Die zweite war die Änderung der Worte des Katechismus in Bezug auf die Todesstrafe. Diese Änderung verbreitet den Gedanken, daß der Katechismus nicht in Stein gemeißelt ist, wie der Kardinal von München sagt. Die Hauptmotivation für die Rechtfertigung der Änderung war die Erkenntnis, daß sich die öffentliche Sensibilität in diesem moralischen Punkt geändert hatte. Öffentliche Sensibilität ist jedoch nur eine Tatsache, die nichts über das axiologische oder Werteniveau aussagt. Wie können wir nun diese Annahmen leugnen, daß auch in der deutschen Kirche eine neue Sensibilität zu den Themen Homosexualität und weibliches Priestertum gereift sein könnte? Wie können wir alle dieses "Schismen" nennen, wenn das gleiche Phänomen anderswo gebilligt wurde?
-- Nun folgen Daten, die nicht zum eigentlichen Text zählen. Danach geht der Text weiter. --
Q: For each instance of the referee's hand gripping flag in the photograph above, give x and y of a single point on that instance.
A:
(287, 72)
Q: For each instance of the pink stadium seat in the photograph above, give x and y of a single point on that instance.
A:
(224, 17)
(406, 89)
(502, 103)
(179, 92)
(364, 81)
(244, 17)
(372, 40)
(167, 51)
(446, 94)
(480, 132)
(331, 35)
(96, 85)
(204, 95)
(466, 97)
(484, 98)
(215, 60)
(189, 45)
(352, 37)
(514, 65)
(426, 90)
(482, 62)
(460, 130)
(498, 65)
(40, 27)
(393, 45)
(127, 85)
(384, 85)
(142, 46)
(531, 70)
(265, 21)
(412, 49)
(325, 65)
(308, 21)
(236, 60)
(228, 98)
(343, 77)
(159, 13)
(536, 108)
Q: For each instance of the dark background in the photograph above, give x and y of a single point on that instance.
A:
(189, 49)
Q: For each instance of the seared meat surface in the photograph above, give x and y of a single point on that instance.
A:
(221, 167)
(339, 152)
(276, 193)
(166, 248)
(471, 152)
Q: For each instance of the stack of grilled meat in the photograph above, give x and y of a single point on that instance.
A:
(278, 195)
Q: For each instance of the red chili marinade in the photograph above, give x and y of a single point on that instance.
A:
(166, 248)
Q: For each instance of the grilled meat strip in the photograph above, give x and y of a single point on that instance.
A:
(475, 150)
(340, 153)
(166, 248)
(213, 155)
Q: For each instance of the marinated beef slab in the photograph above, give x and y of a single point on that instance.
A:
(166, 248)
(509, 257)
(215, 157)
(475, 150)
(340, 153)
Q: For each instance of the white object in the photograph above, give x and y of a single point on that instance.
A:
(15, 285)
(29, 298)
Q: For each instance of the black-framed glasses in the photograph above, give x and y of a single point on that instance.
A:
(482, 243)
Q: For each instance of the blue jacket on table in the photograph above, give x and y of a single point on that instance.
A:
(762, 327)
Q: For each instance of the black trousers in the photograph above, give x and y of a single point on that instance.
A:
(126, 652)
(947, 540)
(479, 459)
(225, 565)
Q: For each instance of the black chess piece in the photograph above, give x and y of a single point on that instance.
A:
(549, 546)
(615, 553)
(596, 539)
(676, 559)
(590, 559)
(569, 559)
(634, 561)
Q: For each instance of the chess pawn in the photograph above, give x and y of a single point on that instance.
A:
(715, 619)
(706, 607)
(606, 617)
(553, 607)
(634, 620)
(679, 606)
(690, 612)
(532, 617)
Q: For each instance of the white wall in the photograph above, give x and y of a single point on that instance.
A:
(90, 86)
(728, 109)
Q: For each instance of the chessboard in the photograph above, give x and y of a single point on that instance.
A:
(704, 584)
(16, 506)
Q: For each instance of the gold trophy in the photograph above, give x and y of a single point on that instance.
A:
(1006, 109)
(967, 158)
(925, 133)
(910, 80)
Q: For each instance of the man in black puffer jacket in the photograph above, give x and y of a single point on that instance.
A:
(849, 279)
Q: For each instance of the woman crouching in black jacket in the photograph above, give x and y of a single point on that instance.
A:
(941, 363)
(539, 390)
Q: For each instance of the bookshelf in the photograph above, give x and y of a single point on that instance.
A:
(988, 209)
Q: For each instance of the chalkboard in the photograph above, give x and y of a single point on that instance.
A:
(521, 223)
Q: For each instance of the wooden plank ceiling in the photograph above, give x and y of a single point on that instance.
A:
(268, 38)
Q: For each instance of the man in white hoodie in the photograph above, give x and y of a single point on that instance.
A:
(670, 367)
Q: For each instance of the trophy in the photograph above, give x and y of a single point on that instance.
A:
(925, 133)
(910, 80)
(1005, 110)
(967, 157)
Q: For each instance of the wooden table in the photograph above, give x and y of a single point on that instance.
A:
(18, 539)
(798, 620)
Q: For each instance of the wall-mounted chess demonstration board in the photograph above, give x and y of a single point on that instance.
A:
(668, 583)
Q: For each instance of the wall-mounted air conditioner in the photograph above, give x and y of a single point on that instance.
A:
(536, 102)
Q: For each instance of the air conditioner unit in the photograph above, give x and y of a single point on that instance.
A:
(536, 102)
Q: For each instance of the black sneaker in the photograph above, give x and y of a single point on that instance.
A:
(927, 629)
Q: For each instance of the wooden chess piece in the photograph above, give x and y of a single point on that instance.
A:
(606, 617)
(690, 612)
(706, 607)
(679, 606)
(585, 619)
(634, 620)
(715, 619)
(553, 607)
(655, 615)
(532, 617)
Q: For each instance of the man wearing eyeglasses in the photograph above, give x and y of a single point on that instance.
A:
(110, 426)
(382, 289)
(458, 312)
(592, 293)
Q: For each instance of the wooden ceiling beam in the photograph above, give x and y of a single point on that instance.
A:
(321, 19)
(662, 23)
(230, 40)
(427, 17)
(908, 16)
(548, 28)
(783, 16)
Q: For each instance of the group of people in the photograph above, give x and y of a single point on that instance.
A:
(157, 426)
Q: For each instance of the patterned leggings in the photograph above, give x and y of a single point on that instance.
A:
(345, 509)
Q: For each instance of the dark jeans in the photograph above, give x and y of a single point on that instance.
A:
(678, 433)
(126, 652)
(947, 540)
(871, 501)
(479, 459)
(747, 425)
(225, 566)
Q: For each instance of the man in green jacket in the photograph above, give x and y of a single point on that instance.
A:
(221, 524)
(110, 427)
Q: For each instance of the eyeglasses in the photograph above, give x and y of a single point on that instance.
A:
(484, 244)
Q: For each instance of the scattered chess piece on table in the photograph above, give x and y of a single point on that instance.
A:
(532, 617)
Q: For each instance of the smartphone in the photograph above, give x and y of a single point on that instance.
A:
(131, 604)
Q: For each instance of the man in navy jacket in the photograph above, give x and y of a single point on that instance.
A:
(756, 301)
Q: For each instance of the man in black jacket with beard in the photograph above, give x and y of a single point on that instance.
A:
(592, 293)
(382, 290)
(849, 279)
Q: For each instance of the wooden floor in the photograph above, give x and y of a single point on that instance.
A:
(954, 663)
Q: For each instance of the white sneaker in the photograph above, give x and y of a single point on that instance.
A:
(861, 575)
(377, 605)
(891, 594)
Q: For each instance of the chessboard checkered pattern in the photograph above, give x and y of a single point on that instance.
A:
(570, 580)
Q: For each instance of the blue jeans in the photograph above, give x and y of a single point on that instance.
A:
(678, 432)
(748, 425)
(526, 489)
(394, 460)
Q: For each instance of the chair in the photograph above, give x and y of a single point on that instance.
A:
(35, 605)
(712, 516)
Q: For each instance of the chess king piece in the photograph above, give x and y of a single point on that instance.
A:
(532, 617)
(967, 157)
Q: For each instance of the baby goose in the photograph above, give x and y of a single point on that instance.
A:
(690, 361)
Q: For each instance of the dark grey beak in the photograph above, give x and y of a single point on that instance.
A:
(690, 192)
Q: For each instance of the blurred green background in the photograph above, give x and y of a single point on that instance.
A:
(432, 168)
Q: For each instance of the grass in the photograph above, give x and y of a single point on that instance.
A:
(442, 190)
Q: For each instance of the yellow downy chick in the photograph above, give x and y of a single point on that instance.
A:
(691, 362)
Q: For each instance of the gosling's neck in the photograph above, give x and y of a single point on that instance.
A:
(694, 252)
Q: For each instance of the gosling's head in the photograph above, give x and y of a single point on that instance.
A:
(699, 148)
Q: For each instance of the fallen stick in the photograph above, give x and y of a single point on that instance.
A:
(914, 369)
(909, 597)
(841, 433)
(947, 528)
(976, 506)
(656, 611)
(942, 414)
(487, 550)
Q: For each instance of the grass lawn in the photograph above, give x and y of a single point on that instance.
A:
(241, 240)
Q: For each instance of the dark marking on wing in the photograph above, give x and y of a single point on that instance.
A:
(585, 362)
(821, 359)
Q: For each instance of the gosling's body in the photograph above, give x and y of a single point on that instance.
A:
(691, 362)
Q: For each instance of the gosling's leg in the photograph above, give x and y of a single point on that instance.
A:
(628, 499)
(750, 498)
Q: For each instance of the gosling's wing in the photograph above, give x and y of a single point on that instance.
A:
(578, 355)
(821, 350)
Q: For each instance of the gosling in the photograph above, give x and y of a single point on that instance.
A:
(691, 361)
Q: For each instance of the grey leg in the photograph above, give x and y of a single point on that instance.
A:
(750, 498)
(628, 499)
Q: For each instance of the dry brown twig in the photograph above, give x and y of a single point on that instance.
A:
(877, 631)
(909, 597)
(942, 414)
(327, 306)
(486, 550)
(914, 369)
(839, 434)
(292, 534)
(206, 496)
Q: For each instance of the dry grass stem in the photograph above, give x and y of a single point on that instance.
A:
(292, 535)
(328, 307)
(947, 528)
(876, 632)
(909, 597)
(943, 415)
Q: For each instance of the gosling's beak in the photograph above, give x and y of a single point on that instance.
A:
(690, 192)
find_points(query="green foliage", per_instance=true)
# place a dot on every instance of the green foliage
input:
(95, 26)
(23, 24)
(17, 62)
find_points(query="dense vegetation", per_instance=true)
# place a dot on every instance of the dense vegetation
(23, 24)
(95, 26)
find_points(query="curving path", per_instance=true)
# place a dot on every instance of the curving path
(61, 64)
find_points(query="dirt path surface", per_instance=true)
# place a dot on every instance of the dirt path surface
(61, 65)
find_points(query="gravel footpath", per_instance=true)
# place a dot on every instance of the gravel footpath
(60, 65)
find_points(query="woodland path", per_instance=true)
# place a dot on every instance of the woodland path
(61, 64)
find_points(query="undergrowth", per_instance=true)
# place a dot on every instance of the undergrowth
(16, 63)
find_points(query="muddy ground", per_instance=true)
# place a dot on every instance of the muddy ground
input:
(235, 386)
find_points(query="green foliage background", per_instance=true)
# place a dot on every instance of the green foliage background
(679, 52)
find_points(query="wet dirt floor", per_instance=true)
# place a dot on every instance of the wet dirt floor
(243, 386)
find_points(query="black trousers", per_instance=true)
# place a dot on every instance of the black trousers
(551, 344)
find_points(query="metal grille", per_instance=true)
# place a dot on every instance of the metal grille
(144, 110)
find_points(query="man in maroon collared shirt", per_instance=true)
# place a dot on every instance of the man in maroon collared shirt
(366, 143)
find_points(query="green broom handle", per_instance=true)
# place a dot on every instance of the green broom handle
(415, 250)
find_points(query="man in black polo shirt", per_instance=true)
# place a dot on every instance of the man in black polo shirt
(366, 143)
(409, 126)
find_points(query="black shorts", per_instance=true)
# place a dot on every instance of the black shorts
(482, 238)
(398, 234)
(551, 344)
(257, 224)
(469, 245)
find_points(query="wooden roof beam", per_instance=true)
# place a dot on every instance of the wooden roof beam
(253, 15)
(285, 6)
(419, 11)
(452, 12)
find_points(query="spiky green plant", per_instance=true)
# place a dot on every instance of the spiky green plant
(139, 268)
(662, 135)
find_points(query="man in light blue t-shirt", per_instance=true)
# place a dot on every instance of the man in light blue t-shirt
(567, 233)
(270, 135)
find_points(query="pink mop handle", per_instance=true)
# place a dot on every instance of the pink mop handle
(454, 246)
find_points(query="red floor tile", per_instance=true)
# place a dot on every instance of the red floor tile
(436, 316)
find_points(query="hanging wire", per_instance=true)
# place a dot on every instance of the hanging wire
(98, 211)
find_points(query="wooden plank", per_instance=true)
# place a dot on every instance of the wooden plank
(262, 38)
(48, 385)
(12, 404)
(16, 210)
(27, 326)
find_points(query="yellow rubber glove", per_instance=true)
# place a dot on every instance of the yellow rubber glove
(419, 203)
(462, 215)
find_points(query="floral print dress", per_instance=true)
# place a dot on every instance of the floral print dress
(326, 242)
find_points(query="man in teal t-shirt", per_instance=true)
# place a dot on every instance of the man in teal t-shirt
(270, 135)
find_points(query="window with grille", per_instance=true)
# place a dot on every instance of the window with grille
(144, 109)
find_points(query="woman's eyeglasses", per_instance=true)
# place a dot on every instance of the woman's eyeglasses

Das dritte Beispiel ist die Abschaffung der Morallehre der Kirche über das "male intrinseco", die tatsächlich im Apostolischen Schreiben Amoris Laetitia enthalten ist. Es ist sehr schwierig, nach diesem Dokument die vorherige Lehre über die Existenz von an sich bösen Handlungen aufrechtzuerhalten, die niemals getan werden dürfen. Aber wenn diese Vorstellung verloren geht, wird es dann noch möglich sein, die traditionelle Lehre der Heiligen Schrift und der Kirche über homosexuelle Praktiken zu bestätigen?

Es scheint, daß die Kirche Schwierigkeiten hat, an einigen ihrer Wahrheiten festzuhalten. Wenn der Katechismus nicht in Stein gemeißelt ist, dann kann sogar die darin enthaltene Definition des "Schismas" revidiert werden, und was gestern als Schisma galt, ist es möglicherweise nicht mehr. Selbst diejenigen, die an den Wahrheiten des Katechismus festhalten, als wären sie in Stein gemeißelt, könnten des Schismas beschuldigt werden. Zu leugnen, daß der Katechismus nicht in Stein gemeißelt ist, könnte als schismatische Verlautbarung angesehen werden. Im Verlust von Grenzen werden alle Paradoxien möglich. Was gesagt wurde, kann auch auf Häresie und Apostasie ausgedehnt werden, Begriffe, die auch heute noch zweifelhaften Grenzen sind. Denken Sie nur an eine Tatsache: "hartnäckiger Zweifel" kann nach Nr. 2089 des Katechismus als Apostasie betrachtet werden, doch heute wird den Gläubigen systematischer Zweifel beigebracht, der sie einlädt, in der Lehre nicht starr zu werden."